One iteration of our linear regression model, for X contained all available features, aside from the target(y). While the other one for X contained all features except the target and "close", with the target(y) remaining the same. We then calculated the _MAPE_, _MAE_, and _MSE_ for each. By comparison, the first linear regression model performed better as the mean absolute percent error was roughly 53%, meaning the errors are "slightly greater" than the actual values. Whereas the second linear regression model gave us an _MAPE_ of roughly 198%, meaning our errors of that model were "much greater" than the actual values. This difference in _MAPE_ can be seen as well when comparing _RMSE_ results to _MAE_ results for each model. We can see the first model gave an _RMSE_ output of approx. 0.13 and an _MAE_ output of approx. 0.096. Since the two measurements are relatively close to each other it can be implied that the model makes many mistakes, but the mistakes are "small". The same can be said for the other model but opposite when comparing metrics. 
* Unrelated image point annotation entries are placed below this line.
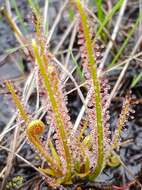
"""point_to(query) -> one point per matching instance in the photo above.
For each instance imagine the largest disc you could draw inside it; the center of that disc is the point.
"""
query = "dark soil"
(130, 153)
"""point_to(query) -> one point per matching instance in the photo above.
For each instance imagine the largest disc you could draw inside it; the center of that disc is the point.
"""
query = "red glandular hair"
(90, 111)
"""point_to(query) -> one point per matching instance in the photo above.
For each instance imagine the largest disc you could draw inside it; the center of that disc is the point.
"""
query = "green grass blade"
(99, 4)
(108, 17)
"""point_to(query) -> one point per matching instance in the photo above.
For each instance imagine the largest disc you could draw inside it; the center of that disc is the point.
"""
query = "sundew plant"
(70, 153)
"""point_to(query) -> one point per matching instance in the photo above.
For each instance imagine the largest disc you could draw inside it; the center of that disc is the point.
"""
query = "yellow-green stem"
(97, 94)
(59, 121)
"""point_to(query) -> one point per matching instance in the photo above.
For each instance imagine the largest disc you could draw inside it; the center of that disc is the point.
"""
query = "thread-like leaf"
(97, 94)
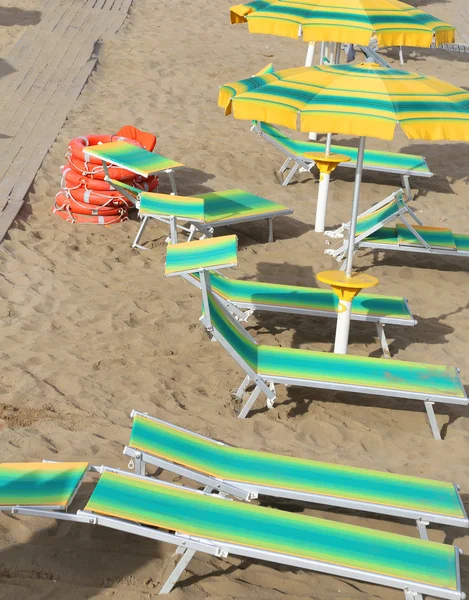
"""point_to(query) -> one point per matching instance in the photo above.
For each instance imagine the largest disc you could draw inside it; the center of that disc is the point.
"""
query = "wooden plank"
(44, 107)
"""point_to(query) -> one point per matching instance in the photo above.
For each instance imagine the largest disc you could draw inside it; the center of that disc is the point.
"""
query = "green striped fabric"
(388, 211)
(179, 509)
(461, 241)
(185, 207)
(375, 159)
(323, 367)
(40, 484)
(203, 254)
(238, 205)
(133, 158)
(309, 476)
(437, 237)
(385, 235)
(303, 298)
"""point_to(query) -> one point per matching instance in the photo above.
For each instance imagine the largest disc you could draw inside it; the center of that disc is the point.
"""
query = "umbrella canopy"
(361, 100)
(352, 22)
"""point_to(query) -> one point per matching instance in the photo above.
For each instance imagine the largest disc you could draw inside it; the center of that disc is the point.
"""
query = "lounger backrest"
(235, 336)
(43, 484)
(371, 489)
(184, 207)
(372, 221)
(131, 157)
(173, 508)
(202, 254)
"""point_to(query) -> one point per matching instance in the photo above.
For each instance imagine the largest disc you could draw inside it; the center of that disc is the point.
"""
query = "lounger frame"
(237, 309)
(360, 240)
(266, 382)
(248, 491)
(187, 545)
(306, 164)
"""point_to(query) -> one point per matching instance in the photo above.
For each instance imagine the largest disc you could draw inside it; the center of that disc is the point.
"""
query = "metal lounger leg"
(242, 388)
(410, 595)
(249, 403)
(177, 571)
(284, 167)
(406, 184)
(173, 230)
(422, 528)
(172, 182)
(139, 234)
(432, 420)
(382, 340)
(140, 465)
(293, 170)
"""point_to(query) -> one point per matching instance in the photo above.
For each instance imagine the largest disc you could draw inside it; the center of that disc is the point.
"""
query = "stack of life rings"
(84, 196)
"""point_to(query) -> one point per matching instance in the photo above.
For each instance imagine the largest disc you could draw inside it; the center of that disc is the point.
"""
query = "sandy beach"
(91, 329)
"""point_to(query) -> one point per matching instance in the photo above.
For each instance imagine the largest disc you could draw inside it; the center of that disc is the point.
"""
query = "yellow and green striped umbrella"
(346, 21)
(361, 100)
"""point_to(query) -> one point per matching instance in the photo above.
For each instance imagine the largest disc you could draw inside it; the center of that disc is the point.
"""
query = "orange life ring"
(91, 197)
(74, 217)
(97, 171)
(72, 179)
(77, 145)
(64, 202)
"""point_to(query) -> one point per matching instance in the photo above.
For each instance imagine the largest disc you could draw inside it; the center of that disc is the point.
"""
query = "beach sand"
(91, 328)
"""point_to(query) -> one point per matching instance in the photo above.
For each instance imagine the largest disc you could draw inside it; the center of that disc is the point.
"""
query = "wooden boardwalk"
(50, 65)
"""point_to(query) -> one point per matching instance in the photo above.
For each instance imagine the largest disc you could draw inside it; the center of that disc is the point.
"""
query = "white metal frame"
(360, 241)
(249, 491)
(265, 382)
(306, 164)
(236, 308)
(187, 545)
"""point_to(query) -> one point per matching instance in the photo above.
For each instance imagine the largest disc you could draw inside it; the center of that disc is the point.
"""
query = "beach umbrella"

That being said, we can see that the feature "close" is fairly important when being utilized in a regression model. As when it was removed, the performance of the model decreased. Because of these brief findings, we have further confirmed the original "hypothesis" formed during the EDA stage in exploring the high correlation between "close_nextday" and "close".

During the next stage (modeling), we will be examining other model architecture such as ensemble methods through "trees", i.e. random forest regressors(RFR). We will be improving or tuning our different models using optimization methods like _GridSearchCV_. Moreover, optimization will also aid us in the analysis of features (i.e. feature "impact" or "importance") as well as interpretability as a whole.